I can honestly say that we didn’t see anyone wearing anything with Cyrillic lettering the whole time we were there. All the shirts with text were printed in English. It doesn’t matter what they say, but English is a modern status symbol (see Bhad’s t-shirt blog below). It represents Pop Culture, wealth and prosperity; and in a country so impoverished and repressed as Ukraine I guess it’s only natural for people to strive towards that.
Besides t-shirts, we found people—especially women—wearing the most interesting things! Leather or pleather jackets in all shades of the rainbow (reminiscent of racing gear), permed hair and equally permed bangs, very tall boots with buckles and studs galore.
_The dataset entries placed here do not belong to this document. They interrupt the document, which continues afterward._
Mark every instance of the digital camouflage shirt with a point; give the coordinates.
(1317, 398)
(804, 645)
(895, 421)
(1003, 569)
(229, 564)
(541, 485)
Even a woman police officer we saw strolling across town was doing so wearing tall leather boots (see pic). I’m making an assumption here, but all of those years under Communism, where everyone was forced into anonymity and sameness, have created a black lash now against simplicity. Every purse in a shop window, every shoe, every boot, every pair of jeans are adorned with bright colors, metallics, jewels, and rivets. You just can’t find a piece of clothing that isn’t adorned with something.
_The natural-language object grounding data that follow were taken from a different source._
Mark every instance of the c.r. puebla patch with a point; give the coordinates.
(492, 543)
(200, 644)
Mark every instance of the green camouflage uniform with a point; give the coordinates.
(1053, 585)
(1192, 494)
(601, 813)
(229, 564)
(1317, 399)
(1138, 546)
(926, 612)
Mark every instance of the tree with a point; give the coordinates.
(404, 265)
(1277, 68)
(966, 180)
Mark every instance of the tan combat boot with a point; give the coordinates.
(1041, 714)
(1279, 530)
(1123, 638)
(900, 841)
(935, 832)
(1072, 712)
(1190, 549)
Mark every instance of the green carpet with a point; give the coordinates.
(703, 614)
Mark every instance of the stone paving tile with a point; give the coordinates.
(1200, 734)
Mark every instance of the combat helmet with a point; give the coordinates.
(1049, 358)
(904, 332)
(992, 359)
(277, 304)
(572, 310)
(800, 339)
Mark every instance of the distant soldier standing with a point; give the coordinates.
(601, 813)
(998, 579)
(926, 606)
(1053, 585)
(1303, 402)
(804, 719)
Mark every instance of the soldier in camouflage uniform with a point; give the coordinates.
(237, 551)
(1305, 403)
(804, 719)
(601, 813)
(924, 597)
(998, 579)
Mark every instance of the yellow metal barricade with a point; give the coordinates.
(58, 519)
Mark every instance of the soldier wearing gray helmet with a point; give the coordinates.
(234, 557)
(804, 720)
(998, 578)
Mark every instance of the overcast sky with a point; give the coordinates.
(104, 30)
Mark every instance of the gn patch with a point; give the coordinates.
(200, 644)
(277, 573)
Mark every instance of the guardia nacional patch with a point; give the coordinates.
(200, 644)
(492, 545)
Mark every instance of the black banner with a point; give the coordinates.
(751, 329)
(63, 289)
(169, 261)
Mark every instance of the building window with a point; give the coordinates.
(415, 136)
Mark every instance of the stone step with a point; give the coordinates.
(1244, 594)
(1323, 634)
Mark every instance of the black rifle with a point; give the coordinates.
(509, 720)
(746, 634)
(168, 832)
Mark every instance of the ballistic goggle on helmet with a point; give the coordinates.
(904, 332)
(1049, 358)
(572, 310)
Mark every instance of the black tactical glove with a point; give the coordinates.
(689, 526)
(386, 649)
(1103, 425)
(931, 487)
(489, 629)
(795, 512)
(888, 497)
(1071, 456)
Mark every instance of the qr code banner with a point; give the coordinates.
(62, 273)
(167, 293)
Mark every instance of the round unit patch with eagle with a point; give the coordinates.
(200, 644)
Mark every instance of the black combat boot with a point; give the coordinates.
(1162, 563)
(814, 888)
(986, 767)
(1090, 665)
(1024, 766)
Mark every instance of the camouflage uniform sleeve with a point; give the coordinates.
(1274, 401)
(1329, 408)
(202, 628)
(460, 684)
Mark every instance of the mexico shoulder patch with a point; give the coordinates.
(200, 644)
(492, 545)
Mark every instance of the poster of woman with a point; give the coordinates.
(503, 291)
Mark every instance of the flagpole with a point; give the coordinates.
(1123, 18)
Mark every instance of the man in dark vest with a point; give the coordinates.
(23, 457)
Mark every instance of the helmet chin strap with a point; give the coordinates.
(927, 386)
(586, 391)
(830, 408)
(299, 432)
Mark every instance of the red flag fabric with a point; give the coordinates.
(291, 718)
On the other hand, the older generation seems to have stayed the same. This is probably similar in every culture, but it is so intriguing in Ukraine. The women, almost always, wear headscarves—usually in bright red, yellow, and blue traditional patterns. The men wear dark colored golf hats with their shirts and ties. We grew up with the image of the Ukrainian woman, round and fussy with a headscarf around her tired face. Even though some stereotypes proved true, many of the older women flashed hearty smiles and some even stopped on the sidewalk to chat with us. They would get tickled when we said we knew some Polish, and then cheerfully remind us that Lviv used to be Poland before the war. They’d say goodbye with a swish of the hand, and waddle off down the road, looking back to make sure we were doing the same.